THE FIRST SELF-ADVOCACY CONFERENCES
The Swedish Parents' Association arranged a national conference for young adults who were active in these clubs. The conference was an opportunity for people with disabilities to discuss, among themselves, issues that concerned them: vocational training, wages at the sheltered workshop, and leisure and recreational activities. News of this event traveled fast in Sweden.
In 1972, England held a national conference sponsored by the Spastics Society and organized by the Campaign for the Mentally Handicapped. Canada followed with its first self-advocacy conference in British Columbia in 1973.
Several people with developmental disabilities from Oregon participated in the Canadian conference.
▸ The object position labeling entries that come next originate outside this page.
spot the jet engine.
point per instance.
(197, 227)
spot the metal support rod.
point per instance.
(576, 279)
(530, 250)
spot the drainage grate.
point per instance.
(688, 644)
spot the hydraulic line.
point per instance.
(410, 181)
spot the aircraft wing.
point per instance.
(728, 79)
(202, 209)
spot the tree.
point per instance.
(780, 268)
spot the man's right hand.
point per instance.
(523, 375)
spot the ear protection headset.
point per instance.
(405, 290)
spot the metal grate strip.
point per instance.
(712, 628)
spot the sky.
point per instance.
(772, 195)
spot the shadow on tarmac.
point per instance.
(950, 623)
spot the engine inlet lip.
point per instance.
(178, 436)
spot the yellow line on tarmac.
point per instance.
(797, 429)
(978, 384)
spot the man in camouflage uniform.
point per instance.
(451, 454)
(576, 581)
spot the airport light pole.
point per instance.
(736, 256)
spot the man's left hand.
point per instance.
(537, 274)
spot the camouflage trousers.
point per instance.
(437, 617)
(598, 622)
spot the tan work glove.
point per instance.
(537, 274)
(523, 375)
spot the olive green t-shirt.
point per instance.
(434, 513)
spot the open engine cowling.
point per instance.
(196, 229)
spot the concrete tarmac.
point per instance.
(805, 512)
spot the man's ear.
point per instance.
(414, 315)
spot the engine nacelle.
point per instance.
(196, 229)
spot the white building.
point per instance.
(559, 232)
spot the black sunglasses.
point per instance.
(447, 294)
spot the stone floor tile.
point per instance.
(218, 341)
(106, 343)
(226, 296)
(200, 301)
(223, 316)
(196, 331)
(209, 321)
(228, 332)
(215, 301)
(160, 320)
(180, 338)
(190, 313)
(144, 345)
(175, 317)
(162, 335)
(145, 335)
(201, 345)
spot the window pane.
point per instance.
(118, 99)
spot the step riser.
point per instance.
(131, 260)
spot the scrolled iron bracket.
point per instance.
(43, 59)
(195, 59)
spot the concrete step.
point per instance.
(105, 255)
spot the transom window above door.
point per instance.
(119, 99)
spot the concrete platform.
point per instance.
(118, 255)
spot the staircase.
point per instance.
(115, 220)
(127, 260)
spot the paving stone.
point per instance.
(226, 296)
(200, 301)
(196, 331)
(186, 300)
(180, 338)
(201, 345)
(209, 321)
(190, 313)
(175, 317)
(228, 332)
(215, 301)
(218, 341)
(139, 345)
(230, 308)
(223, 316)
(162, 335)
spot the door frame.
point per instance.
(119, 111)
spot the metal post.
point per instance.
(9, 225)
While advisors (people without disabilities) seemed to do much of the talking, everyone who attended was impressed by the large number of persons with developmental disabilities who discussed their concerns.
Following this conference, self-advocates from Oregon organized a meeting and planned their own conference for 1974 with the assistance of individuals from the state of Washington.
At this planning meeting, one man talked about being labeled "mentally retarded" and said, "I want to be known as a person first!"
People First was later chosen as the name for a new self-advocacy organization. A few hundred participants were expected to attend the 1974 conference; however, nearly 600 self-advocates came from all across the United States. Many people who had never before spoken publicly were taking the microphone and being heard. For the first time, many people discovered that their voices did count.